An Ai driven WebSocket interpreter for Dalamud's TextToTalk addon that leverages Coqui Ai TTS for lifelike audio and j-hartmann's emotion transformer model to infer emotion from text.

Primary LanguagePythonGNU General Public License v3.0GPL-3.0

ChocoTTS

ChocoTTS is a WebSocket-based interpreter for the TextToTalk plugin in Dalamud, enabling lifelike text-to-speech (TTS) and emotion inference from text.

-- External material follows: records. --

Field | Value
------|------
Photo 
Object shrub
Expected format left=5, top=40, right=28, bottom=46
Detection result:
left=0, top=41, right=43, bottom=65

It uses the 🐸Coqui Ai TTS model for generating speech and j-hartmann's emotion transformer model for detecting emotions in text.

Features

  • Real-time TTS generation using Coqui Ai models, all generated locally
  • Emotion inference using j-hartmann's emotion transformer model
  • Caching of generated speech for faster repeat access
  • Adjustable audio playback volume
  • Support for multiple NPCs with different voice samples

Installation

The application is currently still under development, once a stable version 1.0 is ready and installer will be published.

Prerequisites

  • XIVLauncher (for dalamud)
  • TextToTalk (dalamud plugin that will provide us with a websocket server to parse text from)
  • Python 3.10 or higher
  • ffmpeg (for audio processing)
  • An NVIDIA GPU is highly recommended

License

This project is licensed under the GNU General Public License. See the LICENSE file for more details.